By John Cowan
As a child in the Roman Catholic school system I learned to detach myself from things both bad and not so bad simply to assure that I had the psychic muscle to do so. Give up candy for Lent. Nothing wrong with candy in those days, but this exercise would build psychic muscle so that when the possibility of evil thoughts, theft, injury to others, sin came along I could detach from the temptation and from the deed. Detachment was a struggle I was having!
In my thirteenth year I enter a Roman Catholic Seminary, began living for nine months of the year in a world isolated from the world of most people, and the other three months separated from them by an invisible bar. The intent of this life was to allow me to over twelve years detach myself from the mores of the world. This was fairly effective. For good and ill. But not completely. For good and ill.
But even so, after that extensive work-over it was more than clear that the world and the inclinations that created that world were still buried in my nature. So I began at twenty-five a mature life, one part of which was to continue the task of unhooking myself from sin and its causes, temptation and its results. Detaching.

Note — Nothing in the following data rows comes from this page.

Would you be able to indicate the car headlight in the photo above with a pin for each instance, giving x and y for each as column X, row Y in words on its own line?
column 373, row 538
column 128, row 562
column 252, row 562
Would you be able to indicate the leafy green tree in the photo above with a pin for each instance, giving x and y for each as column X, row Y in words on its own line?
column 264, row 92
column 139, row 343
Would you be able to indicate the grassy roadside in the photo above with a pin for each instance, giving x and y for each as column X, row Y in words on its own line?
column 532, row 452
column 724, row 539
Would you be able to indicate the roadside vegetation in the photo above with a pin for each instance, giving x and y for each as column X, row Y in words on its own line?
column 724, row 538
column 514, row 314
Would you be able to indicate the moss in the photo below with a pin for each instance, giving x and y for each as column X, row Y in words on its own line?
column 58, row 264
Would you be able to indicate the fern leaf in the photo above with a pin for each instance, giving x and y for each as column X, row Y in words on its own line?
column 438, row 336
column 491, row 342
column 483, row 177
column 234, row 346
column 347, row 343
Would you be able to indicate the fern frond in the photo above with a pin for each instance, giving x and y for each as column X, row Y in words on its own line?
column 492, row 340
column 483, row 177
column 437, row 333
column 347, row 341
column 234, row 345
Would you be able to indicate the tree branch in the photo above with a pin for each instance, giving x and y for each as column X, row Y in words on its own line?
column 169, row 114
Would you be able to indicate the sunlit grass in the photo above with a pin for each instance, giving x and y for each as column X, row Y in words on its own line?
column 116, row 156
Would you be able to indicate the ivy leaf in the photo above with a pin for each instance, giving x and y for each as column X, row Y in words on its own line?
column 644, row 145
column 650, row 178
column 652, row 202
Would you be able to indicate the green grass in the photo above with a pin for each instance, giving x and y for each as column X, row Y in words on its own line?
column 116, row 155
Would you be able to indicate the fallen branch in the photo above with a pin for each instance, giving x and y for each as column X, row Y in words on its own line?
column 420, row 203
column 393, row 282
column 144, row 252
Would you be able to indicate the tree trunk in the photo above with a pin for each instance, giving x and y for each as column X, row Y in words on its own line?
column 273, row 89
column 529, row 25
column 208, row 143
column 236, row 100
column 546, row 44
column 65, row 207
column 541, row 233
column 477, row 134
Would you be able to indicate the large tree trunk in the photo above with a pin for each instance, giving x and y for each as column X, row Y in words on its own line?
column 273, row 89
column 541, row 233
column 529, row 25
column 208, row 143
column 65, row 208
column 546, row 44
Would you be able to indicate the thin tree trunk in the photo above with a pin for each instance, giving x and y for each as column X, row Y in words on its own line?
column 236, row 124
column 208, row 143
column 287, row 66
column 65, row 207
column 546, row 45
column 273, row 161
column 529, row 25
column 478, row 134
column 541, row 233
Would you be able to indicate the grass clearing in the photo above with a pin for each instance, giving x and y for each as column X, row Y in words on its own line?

In the early nineties at the same time as I was immersed in the study and teaching of Buddhism, I read Jean Klein, a French medical doctor, musicologist, author, spiritual philosopher and teacher of the Advaita Vedanta. According to Jean Klein, it is only in a spontaneous state of interior silence that we can open ourselves to our true nature: the ‘I Am’ of pure consciousness.” Since for such as Jean all things are unified, the divine without a body he calls God, and the divine with this particular body he calls John. Interior silence allows us to be aware of our true nature. Detachment now ceased being active rejection and became interior silence separating me from the turmoil of life, awaiting the emergence of my true nature.
In two-thousand-four I tumbled into Quakerism where we sit in silence and observe among other things our selves, and we are taught that this observing is in the divine light and will change us for the better. Quakers do not hold that we are God, but in practice come pretty close. The Christ within me is the same as the Christ within Jesus. John’s Gospel gives credence to this teaching. The scholars say that Jesus did not say any of this, but a community of his followers around the year 85 a.d. reported this from their experience. They experienced the God within.
I no longer try to detach myself from the candy bars, evil thoughts, angry wishes to do injury. Instead my detachment is that the observing be detached from what it observes. I intend that the Christ within sees as I think God sees, all, including the creature John in his struggles, objectively. What is, is.
My mind shall be still, not reactive. The turmoil in my life is not struggled with. I am not trying to improve. I have confidence, both based on the experience of my Quaker teachers and on my experience that I will come closer to better as my feelings, behavior, thoughts reorganize themselves in the awareness.
My mind is present, quiet and open. It does not react. It observes. This is my new definition of “detachment.” Detachment is a sinking down, a relaxation, a falling back. Allowing God to work, while I become simply the observing.
About Love. As the mind quiets, the vision clears. Love comes easily. As I see reality as it is instead of through the cloud of many struggling things the response of compassion and love is more likely to be triggered. Not sought, but triggered. Less forced love, and more, to the point, love responsive to the person and situation. Compassion. I cry for others a lot more than I used to.